It's been too long since my last post. School is back in session (Orientation was last week and class for all USF law students got underway this week), and I'm back at it. It turns out that I don't have to go Cambodia and Vietnam to be inspired by our students.
The economic crisis continues despite emerging signs of a slow recovery, and the impact on law students across the country is undeniable. The law job market is suffering terribly (as today's article in the New York Times makes all too evident -- B1, August 25, 2009) and financial stress on students from even moderately rising tuition remains a critically pressing problem. And that backdrop brings me to my thought today.
Students may be under economic stress, but it has not dampened their spirits to do good works and to demonstrate that they intend to make a difference in the world. Two prime examples from USF could not make me more proud: one occurring last May and the other just last Saturday.
Exhibit 1: The 2009 graduating class raised over $100,000 to fund a scholarship for future generations of law students at USF. 100% of the graduating class participated. Talk about keeping their eye on the prize.
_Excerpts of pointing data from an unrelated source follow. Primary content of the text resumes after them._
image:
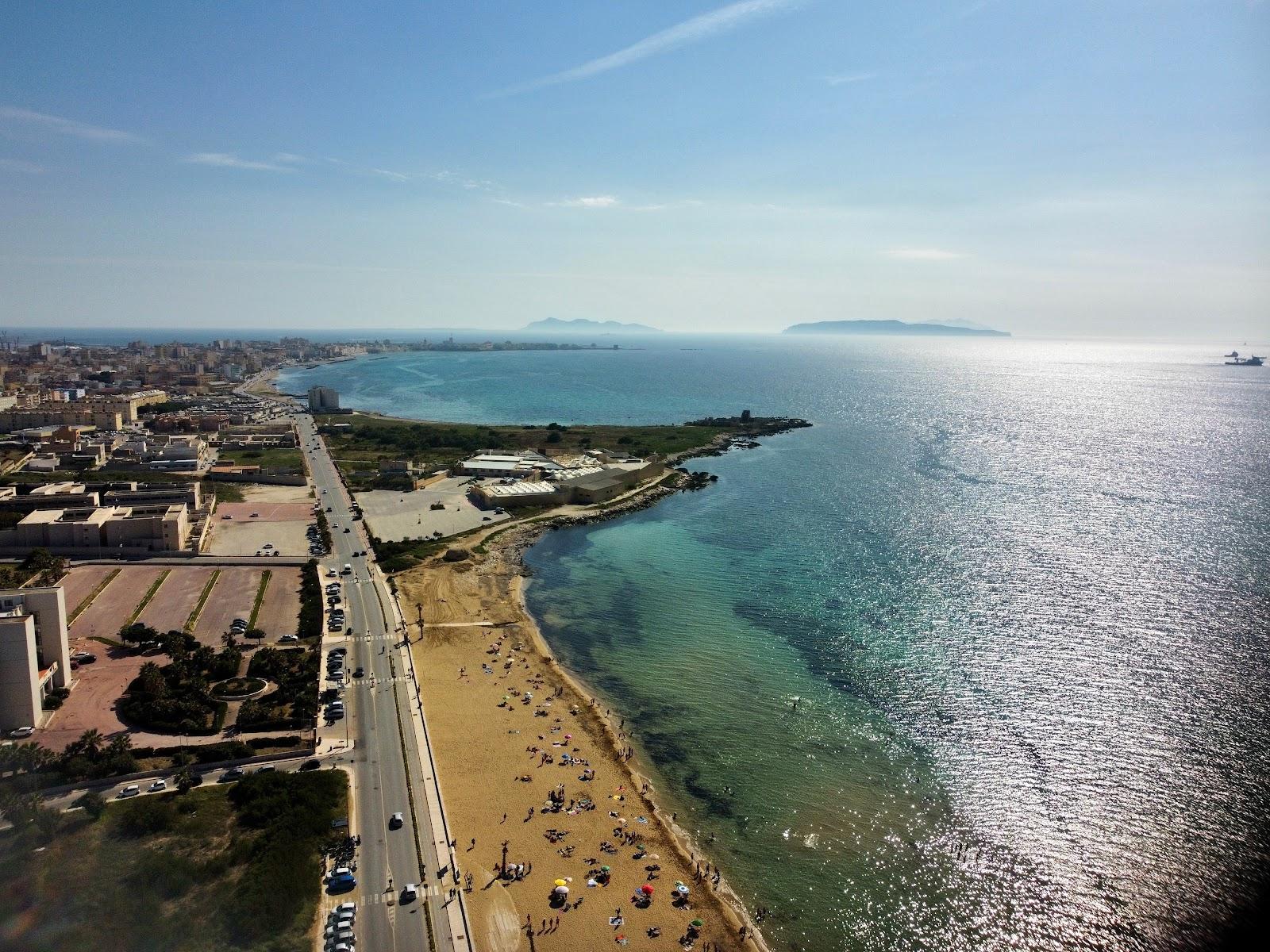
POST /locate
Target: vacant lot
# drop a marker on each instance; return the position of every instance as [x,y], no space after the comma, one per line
[399,516]
[248,537]
[266,512]
[226,867]
[279,612]
[232,598]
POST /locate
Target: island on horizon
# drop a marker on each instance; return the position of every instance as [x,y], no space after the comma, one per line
[895,328]
[584,325]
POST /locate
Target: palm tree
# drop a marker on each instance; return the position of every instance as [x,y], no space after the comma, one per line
[92,742]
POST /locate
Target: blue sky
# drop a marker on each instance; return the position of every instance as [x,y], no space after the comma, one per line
[1057,168]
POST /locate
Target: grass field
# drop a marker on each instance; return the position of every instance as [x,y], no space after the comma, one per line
[435,444]
[229,867]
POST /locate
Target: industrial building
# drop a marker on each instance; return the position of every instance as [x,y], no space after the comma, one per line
[323,400]
[35,655]
[112,530]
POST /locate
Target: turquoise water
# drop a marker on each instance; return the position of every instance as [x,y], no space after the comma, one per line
[1019,588]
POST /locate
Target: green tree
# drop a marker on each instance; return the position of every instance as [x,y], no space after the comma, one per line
[137,634]
[93,804]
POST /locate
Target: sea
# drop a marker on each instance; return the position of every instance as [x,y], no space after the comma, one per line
[978,662]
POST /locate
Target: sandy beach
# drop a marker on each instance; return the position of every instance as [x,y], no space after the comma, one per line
[510,731]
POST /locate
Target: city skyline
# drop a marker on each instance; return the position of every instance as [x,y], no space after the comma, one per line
[1057,171]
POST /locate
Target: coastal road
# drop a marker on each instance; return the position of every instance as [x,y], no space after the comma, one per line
[387,766]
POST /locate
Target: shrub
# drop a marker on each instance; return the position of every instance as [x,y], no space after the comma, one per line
[146,816]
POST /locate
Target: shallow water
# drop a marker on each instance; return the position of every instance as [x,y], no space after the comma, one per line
[1019,589]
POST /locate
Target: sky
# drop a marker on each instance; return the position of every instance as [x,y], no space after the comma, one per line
[1053,168]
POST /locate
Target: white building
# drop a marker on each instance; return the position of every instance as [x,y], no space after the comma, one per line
[35,655]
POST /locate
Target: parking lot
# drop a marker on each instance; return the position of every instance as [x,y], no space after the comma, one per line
[232,598]
[98,685]
[399,516]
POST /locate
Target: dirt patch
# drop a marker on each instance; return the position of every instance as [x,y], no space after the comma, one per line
[97,687]
[267,512]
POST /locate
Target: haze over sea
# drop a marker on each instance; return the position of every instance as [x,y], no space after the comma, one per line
[1019,588]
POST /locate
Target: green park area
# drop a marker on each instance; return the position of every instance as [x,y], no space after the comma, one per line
[226,867]
[360,442]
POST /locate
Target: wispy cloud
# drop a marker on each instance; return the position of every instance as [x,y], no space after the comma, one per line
[850,78]
[57,125]
[228,160]
[922,254]
[692,31]
[19,165]
[588,202]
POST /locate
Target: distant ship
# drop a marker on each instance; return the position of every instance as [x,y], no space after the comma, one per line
[1244,361]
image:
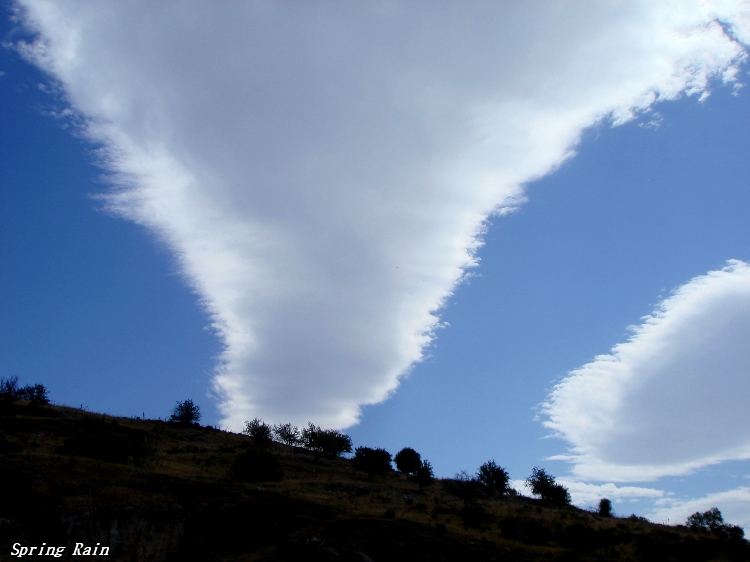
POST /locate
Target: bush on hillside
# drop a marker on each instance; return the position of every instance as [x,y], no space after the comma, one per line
[327,442]
[288,434]
[186,413]
[10,392]
[259,431]
[424,475]
[544,486]
[713,522]
[257,465]
[375,462]
[494,479]
[408,461]
[605,507]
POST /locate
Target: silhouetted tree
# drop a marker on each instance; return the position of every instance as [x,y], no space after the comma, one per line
[186,413]
[544,486]
[713,522]
[326,442]
[36,394]
[287,434]
[493,478]
[259,431]
[424,475]
[375,462]
[464,486]
[408,461]
[10,392]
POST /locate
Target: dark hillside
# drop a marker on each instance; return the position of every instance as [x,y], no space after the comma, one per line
[158,491]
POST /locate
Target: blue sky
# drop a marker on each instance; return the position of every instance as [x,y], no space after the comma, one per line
[274,245]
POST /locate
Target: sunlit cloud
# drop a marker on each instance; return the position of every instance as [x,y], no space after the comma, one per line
[671,399]
[322,172]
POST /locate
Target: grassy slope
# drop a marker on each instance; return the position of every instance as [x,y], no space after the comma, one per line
[180,503]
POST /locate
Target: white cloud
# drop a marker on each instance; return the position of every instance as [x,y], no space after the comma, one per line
[322,171]
[586,495]
[671,399]
[733,504]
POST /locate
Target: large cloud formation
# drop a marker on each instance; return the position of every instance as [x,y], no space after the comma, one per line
[671,399]
[322,171]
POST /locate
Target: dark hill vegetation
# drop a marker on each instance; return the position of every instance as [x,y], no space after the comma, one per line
[160,491]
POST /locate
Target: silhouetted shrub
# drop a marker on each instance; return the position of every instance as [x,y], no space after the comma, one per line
[408,461]
[257,465]
[464,486]
[259,431]
[713,522]
[186,413]
[36,394]
[424,475]
[326,442]
[375,462]
[287,434]
[493,478]
[544,486]
[10,392]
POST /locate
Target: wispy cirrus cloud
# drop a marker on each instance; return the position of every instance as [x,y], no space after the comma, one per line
[734,506]
[671,399]
[322,171]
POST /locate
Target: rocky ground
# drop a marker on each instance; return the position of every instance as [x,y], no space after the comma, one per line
[157,491]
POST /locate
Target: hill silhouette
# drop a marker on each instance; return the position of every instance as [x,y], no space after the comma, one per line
[157,491]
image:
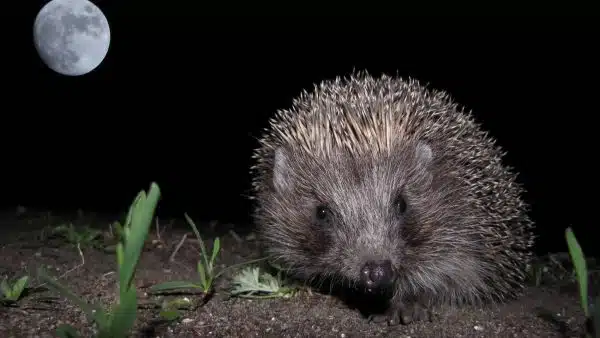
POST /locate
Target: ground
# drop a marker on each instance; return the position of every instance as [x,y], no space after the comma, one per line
[548,311]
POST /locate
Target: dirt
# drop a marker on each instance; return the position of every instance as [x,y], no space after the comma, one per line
[548,311]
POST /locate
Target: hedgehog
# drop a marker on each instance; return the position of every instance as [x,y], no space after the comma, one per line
[386,186]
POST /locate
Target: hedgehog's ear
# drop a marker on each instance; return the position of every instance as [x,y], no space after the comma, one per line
[424,153]
[282,176]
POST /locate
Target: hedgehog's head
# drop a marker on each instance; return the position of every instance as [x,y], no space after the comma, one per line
[364,219]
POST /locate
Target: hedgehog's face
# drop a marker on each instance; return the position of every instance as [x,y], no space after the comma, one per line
[361,219]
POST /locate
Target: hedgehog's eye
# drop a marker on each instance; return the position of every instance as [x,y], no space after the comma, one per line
[400,204]
[322,212]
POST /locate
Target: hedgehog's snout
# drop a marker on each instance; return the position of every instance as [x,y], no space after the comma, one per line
[377,274]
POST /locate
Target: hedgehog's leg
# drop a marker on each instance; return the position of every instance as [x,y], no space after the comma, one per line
[403,312]
[409,312]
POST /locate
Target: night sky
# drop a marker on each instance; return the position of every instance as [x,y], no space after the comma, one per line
[180,100]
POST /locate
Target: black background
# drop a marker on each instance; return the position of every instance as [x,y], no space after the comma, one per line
[181,98]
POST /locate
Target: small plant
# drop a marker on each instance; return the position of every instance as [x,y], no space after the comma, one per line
[250,283]
[118,321]
[12,294]
[591,313]
[206,268]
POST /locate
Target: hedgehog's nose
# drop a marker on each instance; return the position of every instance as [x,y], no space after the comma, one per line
[376,274]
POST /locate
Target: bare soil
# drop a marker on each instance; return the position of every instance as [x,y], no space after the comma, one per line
[549,311]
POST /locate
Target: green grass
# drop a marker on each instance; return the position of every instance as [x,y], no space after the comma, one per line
[11,294]
[579,262]
[118,321]
[250,283]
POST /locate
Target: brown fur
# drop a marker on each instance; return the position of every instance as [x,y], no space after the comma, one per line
[354,145]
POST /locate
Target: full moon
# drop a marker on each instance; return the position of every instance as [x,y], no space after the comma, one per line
[71,36]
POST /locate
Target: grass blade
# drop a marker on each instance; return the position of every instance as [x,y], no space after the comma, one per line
[580,268]
[141,218]
[216,248]
[18,288]
[172,285]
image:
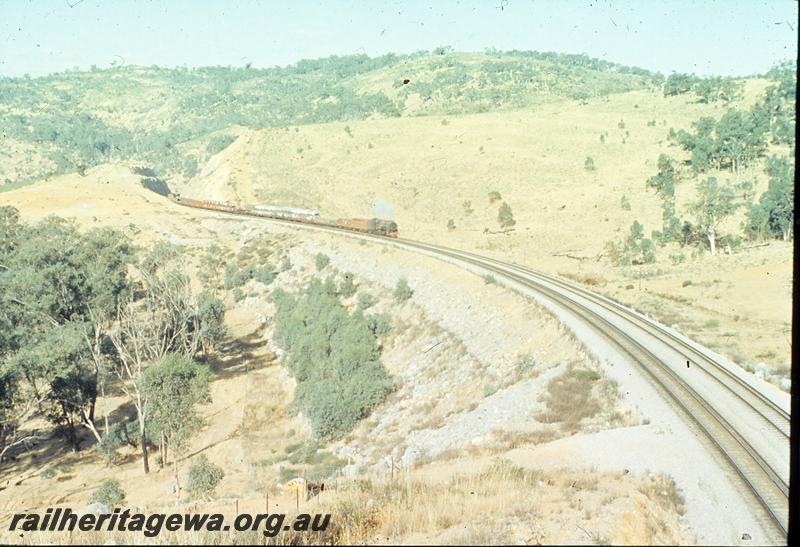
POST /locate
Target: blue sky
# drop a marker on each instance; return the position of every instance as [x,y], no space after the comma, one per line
[734,37]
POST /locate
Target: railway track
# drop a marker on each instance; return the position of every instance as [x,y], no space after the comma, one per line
[747,427]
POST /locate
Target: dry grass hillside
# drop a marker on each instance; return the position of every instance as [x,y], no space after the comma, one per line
[421,171]
[463,407]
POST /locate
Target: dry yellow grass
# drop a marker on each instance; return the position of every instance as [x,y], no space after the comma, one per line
[421,170]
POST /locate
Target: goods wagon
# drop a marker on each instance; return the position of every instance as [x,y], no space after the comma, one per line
[276,211]
[369,225]
[212,204]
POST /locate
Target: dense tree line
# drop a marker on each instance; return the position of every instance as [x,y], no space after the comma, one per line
[73,321]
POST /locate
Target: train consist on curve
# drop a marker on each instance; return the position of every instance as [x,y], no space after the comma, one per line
[375,226]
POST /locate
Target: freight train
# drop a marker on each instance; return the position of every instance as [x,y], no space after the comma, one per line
[375,226]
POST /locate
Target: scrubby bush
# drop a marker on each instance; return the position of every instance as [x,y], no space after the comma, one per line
[109,493]
[264,274]
[347,287]
[236,276]
[365,301]
[203,477]
[525,364]
[505,217]
[321,260]
[333,355]
[380,324]
[637,249]
[402,291]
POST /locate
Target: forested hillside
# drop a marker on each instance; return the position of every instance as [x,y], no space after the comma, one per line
[168,118]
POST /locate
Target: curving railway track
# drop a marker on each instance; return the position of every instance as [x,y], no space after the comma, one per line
[747,425]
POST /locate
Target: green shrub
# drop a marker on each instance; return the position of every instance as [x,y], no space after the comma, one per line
[203,477]
[264,274]
[525,364]
[380,324]
[505,217]
[333,355]
[110,494]
[321,260]
[347,287]
[402,291]
[366,301]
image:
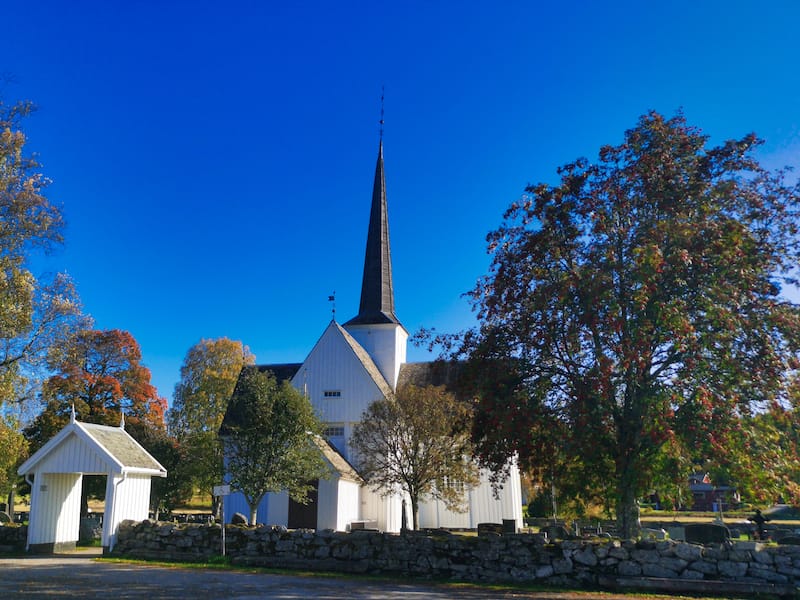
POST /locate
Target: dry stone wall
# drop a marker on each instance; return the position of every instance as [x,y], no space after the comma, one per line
[517,557]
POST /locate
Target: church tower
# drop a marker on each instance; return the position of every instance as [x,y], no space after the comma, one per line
[376,327]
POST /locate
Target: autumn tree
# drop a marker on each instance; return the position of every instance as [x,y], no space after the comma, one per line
[100,373]
[417,442]
[167,493]
[270,437]
[208,377]
[35,312]
[640,302]
[13,447]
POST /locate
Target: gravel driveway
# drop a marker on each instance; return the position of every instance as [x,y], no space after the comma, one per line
[78,576]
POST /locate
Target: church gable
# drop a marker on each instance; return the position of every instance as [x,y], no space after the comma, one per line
[339,377]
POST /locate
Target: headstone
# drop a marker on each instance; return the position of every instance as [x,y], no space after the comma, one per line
[489,529]
[706,533]
[239,519]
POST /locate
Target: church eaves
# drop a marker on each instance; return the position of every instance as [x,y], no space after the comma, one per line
[377,292]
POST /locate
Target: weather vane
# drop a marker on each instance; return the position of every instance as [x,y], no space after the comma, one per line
[332,300]
[381,121]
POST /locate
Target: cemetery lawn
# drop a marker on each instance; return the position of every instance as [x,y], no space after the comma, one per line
[520,591]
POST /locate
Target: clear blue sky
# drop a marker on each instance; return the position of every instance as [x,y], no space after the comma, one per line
[214,160]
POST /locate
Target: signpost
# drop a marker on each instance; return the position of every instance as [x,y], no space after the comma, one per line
[220,491]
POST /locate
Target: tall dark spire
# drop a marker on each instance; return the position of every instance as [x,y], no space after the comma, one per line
[377,292]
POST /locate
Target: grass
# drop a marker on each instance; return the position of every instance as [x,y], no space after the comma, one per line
[223,563]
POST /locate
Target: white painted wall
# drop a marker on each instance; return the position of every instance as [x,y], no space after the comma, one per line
[327,503]
[483,507]
[386,344]
[73,454]
[348,503]
[385,511]
[56,505]
[332,365]
[127,497]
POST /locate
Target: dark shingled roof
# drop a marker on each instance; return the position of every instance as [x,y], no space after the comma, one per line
[121,446]
[366,361]
[377,292]
[337,461]
[438,372]
[233,414]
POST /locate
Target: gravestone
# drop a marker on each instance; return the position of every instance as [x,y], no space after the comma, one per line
[706,533]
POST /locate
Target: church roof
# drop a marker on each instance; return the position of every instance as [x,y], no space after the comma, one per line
[233,414]
[337,461]
[366,361]
[377,291]
[438,372]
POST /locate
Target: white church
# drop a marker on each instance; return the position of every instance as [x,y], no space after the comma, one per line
[349,367]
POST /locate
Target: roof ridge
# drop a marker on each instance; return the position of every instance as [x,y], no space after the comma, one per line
[366,361]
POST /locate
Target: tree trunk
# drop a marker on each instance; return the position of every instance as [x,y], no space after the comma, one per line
[628,522]
[11,498]
[215,508]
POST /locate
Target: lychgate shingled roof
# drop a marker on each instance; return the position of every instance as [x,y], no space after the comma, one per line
[111,446]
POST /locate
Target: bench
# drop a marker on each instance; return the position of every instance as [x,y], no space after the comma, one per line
[701,586]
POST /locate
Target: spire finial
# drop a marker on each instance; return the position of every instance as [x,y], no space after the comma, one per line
[381,121]
[332,300]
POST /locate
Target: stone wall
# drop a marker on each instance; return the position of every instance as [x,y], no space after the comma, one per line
[517,557]
[13,538]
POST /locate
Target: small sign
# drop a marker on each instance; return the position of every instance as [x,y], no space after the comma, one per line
[222,490]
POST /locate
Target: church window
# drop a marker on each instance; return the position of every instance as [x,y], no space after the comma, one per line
[333,431]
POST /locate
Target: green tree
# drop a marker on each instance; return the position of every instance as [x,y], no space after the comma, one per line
[101,375]
[270,440]
[167,493]
[418,441]
[13,449]
[208,378]
[639,300]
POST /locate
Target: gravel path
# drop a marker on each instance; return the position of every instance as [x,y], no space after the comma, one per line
[78,576]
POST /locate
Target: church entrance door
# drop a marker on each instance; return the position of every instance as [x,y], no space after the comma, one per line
[304,516]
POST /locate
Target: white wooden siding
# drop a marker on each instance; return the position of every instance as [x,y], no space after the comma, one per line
[56,502]
[483,506]
[130,499]
[327,503]
[349,505]
[74,455]
[386,344]
[332,365]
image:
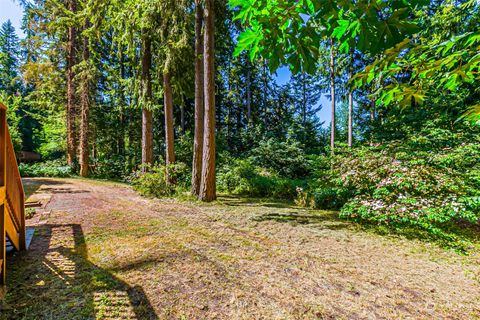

Exhibit 2: Last Saturday nearly 125 students from this year's entering class, along with faculty and staff, fanned out all over San Francisco to engage the community, serving meals to the homeless at St. Anthony's Kitchen and at Glide Memorial Church (where the Reverend Cecil Williams holds forth), packing food at the San Francisco Food Bank, and doing environmental work (OK, it was mainly weeding) at Crissy Field. The effort is part of the law school's Law-in-Motion Program that creates volunteer opportunities throughout the school year. Student photos below along with a photo of faculty member Professor Tristin Green who joined the students at Glide.
We talk a lot at the University of San Francisco about Educating Minds and Hearts to Change the World. It's wonderful to have a receptive audience of students who understand that the privilege of studying law carries with it the responsibility to consider ways to interact with marginalized folks to promote a more humane and just world. The response of this year's entering class reminded me of how much students want to do just that and how we, as legal educators, must provide opportunities to quench that thirst.
No question the economic crisis continues to reverberate through legal education and the legal profession, but if the response of our students at USF is any indication, the students' will to see it through and to realize their dreams as lawyers is as strong as ever.